Look, I'd love to nip over and whisper secrets into 1-month-old Maggie's ears, or to dress 2-year-old Ryan in the black leather jacket I bought her recently and take her to look for late blackberries in Golden Gate Park on my bike (with its deluxe new kid seat). But I have a job. I'm a reporter, I have two books to write, a husband who wants to go to France, and I just bought an investment property in Portland, Oregon. I love my grandchildren, but being a grandmother got added to my to-do list.


Wow, this woman puts her grandkids in the same category as buying an investment property in Oregon. It's no wonder that kids don't know how to deal with simple human relationships.

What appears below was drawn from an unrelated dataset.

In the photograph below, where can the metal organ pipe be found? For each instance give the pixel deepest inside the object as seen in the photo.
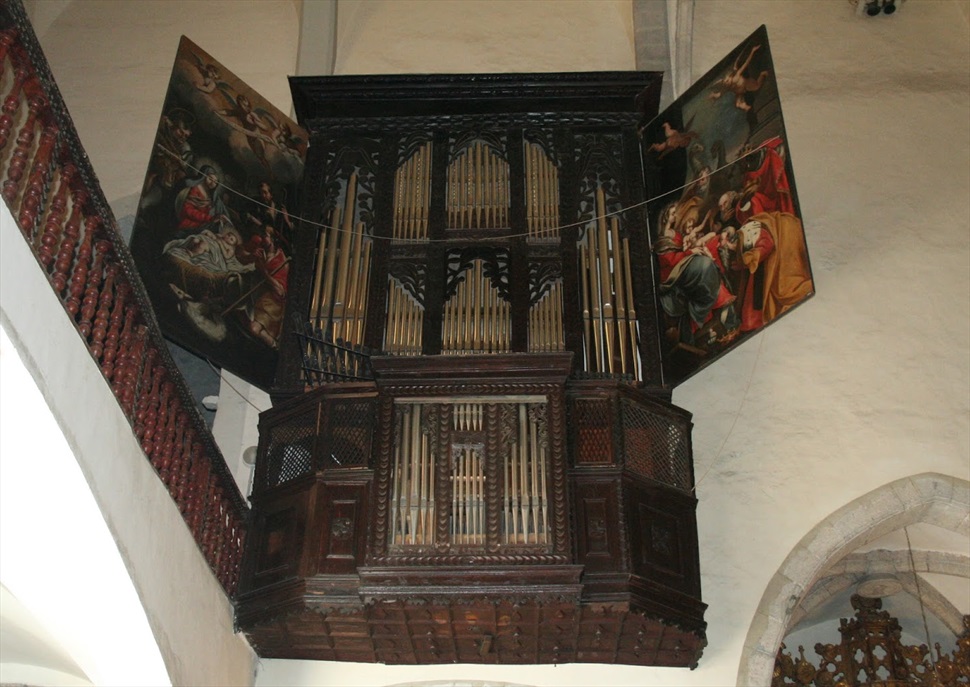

Here is another grandmother from the same MSN article discussing her feelings about her grandkids, "I love those little kids and I do want to have a relationship with them," she said. "But I'm not willing to give up my writing or my traveling. I'll be the best grandmother I can from a distance."

Yep, better not get to close to the grandkids--they might actually want to see you. As extended families become less influential in children's lives, I can't help but think this must affect their ability to learn about the closeness of human interactions. Perhaps the only lesson they take away is that they are just one more chore added to a too-do list and even there, they come up short. Add to this the guilt parents feel about not spending enough time with kids themselves and the never ending material goods being lavished on the little darlings and it's no wonder kids can be confused and unclear about the importance of human interactions. Extended family also gives kids examples of how other people behave outside of the daycare, school or their immediate family. Grandparents don't have to go overboard but perhaps not adding the grandkids to the to-do list but rather to the I-would-love-to see-them list would be a start.

Update: Just for the record, for my extended family, particularly the grandparents--please disregard the above--all of you are terrific grandparents who are generous with your time and love for your grandkids, despite your busy schedules.